E ancora: “Il relativo obbligo non è subordinato ad una richiesta di parte e neanche alla produzione di documenti ad opera di questa, ma può essere assolto d’ufficio, anche in appello, conservando il giudice anche in tale fase, nei limiti del devoluto, l’insindacabile potere di apprezzare l’idoneità degli elementi prospettati dalla parte o rilevati d’ufficio ad esprimere un sopravvenuto deterioramento della condizione patologica e a delineare l’esigenza di conseguenti accertamenti”.
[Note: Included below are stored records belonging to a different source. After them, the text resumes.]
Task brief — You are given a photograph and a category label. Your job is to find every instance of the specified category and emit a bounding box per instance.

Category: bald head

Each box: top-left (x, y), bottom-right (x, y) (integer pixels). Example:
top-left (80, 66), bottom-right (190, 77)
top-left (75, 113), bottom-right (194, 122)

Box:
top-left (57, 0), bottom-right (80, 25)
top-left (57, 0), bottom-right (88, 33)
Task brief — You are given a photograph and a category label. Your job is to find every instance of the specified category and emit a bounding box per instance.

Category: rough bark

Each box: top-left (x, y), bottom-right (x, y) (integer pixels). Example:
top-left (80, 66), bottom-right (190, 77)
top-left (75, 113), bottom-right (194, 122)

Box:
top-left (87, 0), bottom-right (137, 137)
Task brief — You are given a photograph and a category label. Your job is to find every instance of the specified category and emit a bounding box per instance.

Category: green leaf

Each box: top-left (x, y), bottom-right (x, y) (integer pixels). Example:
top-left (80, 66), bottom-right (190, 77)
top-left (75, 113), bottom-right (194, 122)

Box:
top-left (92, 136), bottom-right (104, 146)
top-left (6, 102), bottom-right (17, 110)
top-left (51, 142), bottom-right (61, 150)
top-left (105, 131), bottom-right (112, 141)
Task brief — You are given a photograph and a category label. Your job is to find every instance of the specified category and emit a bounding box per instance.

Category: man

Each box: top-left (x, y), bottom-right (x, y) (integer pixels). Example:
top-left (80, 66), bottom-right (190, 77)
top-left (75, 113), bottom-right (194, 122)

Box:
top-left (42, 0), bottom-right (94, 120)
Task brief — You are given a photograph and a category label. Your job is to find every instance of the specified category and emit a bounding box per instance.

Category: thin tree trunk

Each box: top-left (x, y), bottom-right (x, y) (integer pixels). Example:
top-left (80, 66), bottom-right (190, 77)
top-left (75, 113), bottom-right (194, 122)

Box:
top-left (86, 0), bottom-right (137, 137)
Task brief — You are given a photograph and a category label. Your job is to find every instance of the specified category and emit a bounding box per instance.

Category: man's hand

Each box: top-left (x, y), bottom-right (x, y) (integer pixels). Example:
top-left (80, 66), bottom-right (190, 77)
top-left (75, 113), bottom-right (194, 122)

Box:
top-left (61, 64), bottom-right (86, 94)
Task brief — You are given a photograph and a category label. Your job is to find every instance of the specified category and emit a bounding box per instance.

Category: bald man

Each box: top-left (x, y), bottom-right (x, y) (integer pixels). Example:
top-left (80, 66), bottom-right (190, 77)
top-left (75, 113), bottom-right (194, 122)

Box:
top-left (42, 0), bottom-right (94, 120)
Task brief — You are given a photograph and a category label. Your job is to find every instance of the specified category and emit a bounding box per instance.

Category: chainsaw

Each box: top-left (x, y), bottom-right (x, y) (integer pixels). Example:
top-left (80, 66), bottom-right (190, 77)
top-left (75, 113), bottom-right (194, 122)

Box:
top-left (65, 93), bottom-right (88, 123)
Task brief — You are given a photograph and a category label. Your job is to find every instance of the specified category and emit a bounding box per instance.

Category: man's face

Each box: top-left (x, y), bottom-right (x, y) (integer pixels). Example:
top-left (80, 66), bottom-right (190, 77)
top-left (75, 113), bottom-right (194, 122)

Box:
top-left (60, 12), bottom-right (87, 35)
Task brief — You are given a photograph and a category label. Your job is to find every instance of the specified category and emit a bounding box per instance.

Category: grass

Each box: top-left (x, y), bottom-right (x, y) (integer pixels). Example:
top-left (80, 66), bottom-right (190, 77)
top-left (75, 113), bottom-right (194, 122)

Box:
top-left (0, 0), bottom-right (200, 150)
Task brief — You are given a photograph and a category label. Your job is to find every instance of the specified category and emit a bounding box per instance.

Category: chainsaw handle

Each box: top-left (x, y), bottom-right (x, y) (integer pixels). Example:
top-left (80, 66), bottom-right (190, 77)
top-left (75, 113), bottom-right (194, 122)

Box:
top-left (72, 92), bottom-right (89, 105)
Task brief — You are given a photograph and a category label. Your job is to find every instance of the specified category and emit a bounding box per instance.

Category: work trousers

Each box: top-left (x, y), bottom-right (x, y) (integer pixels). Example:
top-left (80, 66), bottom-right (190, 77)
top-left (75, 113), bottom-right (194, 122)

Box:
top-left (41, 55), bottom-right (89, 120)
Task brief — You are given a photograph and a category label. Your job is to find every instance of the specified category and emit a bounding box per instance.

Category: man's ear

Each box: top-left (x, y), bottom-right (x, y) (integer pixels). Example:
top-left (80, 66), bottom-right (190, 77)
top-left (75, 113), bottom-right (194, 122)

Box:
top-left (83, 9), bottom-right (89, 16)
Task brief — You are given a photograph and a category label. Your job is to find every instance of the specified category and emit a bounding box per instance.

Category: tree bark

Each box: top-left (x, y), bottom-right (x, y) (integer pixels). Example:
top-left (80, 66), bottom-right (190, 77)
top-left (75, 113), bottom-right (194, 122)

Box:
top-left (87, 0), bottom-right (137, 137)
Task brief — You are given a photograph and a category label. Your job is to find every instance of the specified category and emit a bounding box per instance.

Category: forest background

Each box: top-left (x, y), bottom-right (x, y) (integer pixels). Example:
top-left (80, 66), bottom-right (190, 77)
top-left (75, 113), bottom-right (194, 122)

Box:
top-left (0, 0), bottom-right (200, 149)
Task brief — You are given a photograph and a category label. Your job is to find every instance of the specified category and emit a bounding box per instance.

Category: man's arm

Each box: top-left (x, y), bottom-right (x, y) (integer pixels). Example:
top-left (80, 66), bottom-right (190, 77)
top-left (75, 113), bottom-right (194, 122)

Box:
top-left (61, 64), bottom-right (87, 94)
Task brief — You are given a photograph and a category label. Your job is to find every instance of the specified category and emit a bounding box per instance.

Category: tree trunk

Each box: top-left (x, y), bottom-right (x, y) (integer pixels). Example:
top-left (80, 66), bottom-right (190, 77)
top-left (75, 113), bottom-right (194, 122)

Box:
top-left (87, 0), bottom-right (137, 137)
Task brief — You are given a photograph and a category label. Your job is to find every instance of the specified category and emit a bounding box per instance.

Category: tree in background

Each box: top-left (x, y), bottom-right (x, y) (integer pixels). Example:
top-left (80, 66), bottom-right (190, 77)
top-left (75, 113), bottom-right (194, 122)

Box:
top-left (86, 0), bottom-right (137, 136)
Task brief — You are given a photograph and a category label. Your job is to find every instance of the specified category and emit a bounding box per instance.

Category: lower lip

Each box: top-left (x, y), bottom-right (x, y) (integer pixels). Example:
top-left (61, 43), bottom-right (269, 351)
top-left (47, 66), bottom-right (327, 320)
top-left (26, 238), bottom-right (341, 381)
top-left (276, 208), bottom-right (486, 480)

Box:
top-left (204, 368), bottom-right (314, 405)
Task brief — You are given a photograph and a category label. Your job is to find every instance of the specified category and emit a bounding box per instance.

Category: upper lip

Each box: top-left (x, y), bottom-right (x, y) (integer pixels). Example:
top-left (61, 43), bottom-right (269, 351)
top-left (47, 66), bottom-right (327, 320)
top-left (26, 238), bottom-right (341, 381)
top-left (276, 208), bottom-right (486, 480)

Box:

Nel caso in esame la Corte territoriale aveva invece ritenuto, in violazione di detta norma, di non poter esaminare la documentazione che la stessa Corte assumeva rappresentare un aggravamento della patologia cardiaca.

La decisione, peraltro, era da ritenersi ancor più errata considerando che il CTU – secondo quanto riferito dalla ricorrente richiamando gli accertamenti peritali svolti in appello – nella relazione integrativa aveva evidenziato la presenza di una bronchite asmatica, non rilevata nella sua prima relazione medica, che determinava il raggiungimento della percentuale di invalidità idonea al riconoscimento della prestazione richiesta. Tale patologia, infatti, risultava già accertata dal CTU del Tribunale e lo stesso CTU, nominato in appello l’aveva ritenuta decisiva ai fini del riconoscimento dell’assegno di invalidità civile.